A morte de Abdul trouxe mudanças. Bartira, no trono, não cumpria,
à altura do pai, as árduas tarefas de um monarca. O temperamento
calmo e parcimonioso que a todos agradava e havia conquistado desapareceu com
o tempo. Mudou leis, criou estatutos e afastou amigos e colaboradores. Tornou-se
uma rainha má, na opinião de seus próprios conselheiros.
As penas de morte, assim como as execuções, triplicaram, colocando
em pânico a sociedade do seu tempo. Ahamed, por mais que a alertasse,
não obtinha sucesso em abrir-lhe a visão ao que vinha ocorrendo.
A paixão já não era a mesma. O fogo do amor diminuía
ao transcorrer dos anos, os mesmos anos implacáveis que empanavam também
a frescura da pele e o cativante brilho da fisionomia da rainha.

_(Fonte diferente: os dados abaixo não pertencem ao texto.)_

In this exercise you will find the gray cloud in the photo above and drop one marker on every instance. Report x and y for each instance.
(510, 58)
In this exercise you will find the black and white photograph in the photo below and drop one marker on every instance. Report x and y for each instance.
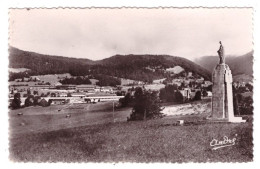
(137, 85)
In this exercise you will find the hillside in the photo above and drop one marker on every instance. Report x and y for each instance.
(241, 66)
(136, 67)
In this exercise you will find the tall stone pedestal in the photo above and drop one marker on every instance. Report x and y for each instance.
(222, 96)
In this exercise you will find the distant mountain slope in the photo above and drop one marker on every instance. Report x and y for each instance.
(241, 66)
(46, 64)
(136, 67)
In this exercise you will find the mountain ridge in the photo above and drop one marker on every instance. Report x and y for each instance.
(137, 67)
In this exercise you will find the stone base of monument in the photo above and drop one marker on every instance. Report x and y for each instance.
(236, 120)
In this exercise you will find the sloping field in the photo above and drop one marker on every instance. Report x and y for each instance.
(93, 134)
(45, 119)
(142, 141)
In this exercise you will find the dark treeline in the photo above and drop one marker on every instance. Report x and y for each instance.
(76, 80)
(136, 67)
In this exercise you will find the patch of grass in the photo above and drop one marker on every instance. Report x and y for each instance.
(138, 141)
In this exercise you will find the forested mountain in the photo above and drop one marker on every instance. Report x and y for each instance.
(136, 67)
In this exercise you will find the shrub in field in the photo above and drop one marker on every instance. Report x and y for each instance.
(126, 100)
(16, 103)
(197, 96)
(146, 105)
(29, 101)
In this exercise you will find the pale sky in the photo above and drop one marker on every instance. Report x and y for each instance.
(100, 33)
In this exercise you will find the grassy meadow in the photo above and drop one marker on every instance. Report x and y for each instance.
(96, 138)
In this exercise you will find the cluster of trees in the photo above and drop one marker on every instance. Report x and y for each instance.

Alguns anos se passaram. A herança de Ramses II permanecia gloriosa,
exposta nos templos e palácios da capital Tebas e, nas suas vizinhanças,
Luxor e Karnac eram o habitat de Deus sobre a terra. De uma maneira inteiramente
excepcional, Ramses III permite-nos lançar uma olhadela sobre a vida
íntima do harém e suas diversões. Nos apartamentos das
torres da "Grande Porta", situada hoje na margem ocidental do Nilo,
fez-se representar em suas relações familiares com suas favoritas.
As mulheres, e ele próprio têm por únicas vestes uma coifa,
um colar e sandálias. As esbeltas e graciosas criaturas cercam seu senhor,
que traz à cabeça a coroa azul dos faraós, jogam com ele
o xadrez e apresentam-lhes às narinas buquês de flores cheirosas.
A gente o vê pegar pelo queixo sua encantadora companheira e não
se pode contemplar este gesto de terna intimidade sem que ocorra a lembrança
de que aquele mesmo soberano haveria de morrer, vítima de uma intriga
do harém, na qual estiveram imiscuídos seus familiares mais imediatos.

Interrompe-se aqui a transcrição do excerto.